A new initiative, headed by sociology Prof. Monica Prasad, is working to address the difficulties community college students face when transferring to NU. The initiative aims to make the University more transparent about credit transferring and more accessible to community college transfers.
Prasad said there are many reasons why NU should expand its community college transfer population. She said private institutions shouldn’t be reserved for the wealthy because they provide better aid and smaller class sizes, among other perks.
As politicians discuss free two-year community college, Prasad said it’s in NU’s best interest to start solidifying its community college transfer process. She said these students are going through the process alone.

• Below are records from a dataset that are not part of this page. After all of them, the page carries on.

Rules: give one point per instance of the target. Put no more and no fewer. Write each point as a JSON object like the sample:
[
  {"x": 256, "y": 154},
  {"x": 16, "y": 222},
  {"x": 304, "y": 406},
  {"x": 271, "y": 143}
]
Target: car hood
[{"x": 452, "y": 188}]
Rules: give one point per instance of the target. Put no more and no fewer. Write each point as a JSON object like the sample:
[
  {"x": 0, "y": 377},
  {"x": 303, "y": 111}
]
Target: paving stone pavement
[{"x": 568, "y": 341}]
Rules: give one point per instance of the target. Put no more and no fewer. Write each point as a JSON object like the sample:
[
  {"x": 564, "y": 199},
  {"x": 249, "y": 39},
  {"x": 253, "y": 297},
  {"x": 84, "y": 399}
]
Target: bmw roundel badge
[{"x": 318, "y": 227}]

“Right now, we put the burden of making organizations speak to each other on the shoulders of the students, so these are often disadvantaged students who are required to navigate this intensely complex bureaucracy on their own,” Prasad said. “We want to try to do things that make it a little bit easier for them to navigate.”

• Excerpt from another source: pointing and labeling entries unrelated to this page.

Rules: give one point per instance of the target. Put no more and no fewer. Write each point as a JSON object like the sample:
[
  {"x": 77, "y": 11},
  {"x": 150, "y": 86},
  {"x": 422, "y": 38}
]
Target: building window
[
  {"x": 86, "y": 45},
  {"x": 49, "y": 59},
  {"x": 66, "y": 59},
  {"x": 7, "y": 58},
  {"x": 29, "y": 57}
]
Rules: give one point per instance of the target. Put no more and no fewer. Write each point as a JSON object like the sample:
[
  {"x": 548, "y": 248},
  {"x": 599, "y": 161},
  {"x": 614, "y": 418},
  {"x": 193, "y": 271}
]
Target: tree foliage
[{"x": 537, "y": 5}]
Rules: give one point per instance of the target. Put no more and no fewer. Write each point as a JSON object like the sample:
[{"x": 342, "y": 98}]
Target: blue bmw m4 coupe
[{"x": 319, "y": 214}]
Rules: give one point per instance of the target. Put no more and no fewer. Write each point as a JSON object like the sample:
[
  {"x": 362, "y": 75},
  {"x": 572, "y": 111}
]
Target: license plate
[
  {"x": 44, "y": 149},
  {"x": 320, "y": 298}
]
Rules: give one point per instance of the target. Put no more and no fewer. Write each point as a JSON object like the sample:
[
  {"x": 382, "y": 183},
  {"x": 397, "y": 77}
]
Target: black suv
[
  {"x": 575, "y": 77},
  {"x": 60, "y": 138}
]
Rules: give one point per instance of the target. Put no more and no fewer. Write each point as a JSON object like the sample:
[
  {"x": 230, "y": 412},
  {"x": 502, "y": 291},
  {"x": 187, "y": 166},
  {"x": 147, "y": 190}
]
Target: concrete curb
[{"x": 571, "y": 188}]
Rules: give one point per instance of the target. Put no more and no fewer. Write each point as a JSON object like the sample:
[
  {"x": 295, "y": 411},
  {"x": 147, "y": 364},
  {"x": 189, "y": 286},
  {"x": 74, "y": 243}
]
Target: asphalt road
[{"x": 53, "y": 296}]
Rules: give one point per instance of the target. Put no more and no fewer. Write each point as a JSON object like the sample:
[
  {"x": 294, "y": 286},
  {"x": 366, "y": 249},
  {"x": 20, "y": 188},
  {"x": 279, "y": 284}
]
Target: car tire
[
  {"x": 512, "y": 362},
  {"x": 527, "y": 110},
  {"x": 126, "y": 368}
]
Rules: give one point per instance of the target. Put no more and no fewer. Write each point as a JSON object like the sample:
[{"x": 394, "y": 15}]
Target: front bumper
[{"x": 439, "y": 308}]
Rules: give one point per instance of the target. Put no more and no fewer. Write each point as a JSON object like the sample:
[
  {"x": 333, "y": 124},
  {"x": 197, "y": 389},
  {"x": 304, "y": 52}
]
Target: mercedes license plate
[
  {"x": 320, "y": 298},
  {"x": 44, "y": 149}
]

NU does not release specific information on its community college student admission rate. Prasad said 10 students typically transfer from community colleges each year, although more may be accepted, a number she said is too low.
Prasad said she looked at ACT scores and grades from one local community college to see how many students qualified for NU.
“We looked just at people whose ACT scores were at the 75th percentile of NU students. There were about 20 students who met those criteria every year,” Prasad said. “So if you think about it, if that’s true for the other colleges, that’s a pool of several hundred community college students who are competitive.”
While NU accepts more than 10 community college transfers each year, Prasad said one of the top issues deterring them from choosing NU is the credit transfer process. NU doesn’t show which credits carry over between schools before potential students commit, sparking fears in potential transfers that their previous work will not count toward a degree.
Song attended Santa Monica College in Los Angeles. His former college partook in the Intersegmental General Education Transfer Curriculum, a program that allows students to take classes from community colleges and transfer them to the University of California school system.
The curriculum helps students satisfy their freshman and sophomore year general education requirements before they transfer into a UC school. Because NU is a private institution, Song said credit transferring has been more difficult, but he will still be able to graduate in four years.
“There were some hiccups, like not everything transferred as smoothly as I hoped for,” Song said. “That’s pretty common for most new college students, even those who went (to) community college within Illinois, just because NU is beholden to their own thing.”
Apart from credits not transferring smoothly, transfer students don’t have a lot of access to information about NU and the admissions process in general, according to political science and sociology Prof. Jean Clipperton, who is part of the initiative.
Clipperton teaches Sociology 288: Institutions and Society, where students learn about different types of institutions and try to develop solutions. This year, her class is focusing on tackling the community college transfers problem.
One group of students suggested NU develop a set of transfer pathways called “cat tracks” to show potential students the ways they could ultimately attend NU. She said student ideas like these are important for the initiative to function well.
“If one of the issues is that students aren’t thinking seriously about coming to NU, it seems logical that you would have some students work on that side of the problem,” Clipperton said. “They’re much closer to the age in time when you would be thinking about these things and they have a different perspective.”
Prasad said she has also received feedback from community college students who feel NU’s privileged culture deters them. While the effort is to get students in the door, she said the initiative needs to expand to making transfer students feel more welcomed.
Song said some people at NU believe community college is only for those who failed out of high school or cannot afford a four-year program. However, he said these stereotypes are misleading.
If his community college had as many resources as NU, Song said he would’ve happily attended for four years. He added attending community college made him more grateful for the opportunities he has at NU.
“It’s great that people view college in this transitory rite-of-passage way, but … I went through a lot to get to this point. It’s left me with this appreciation for being here,” Song said.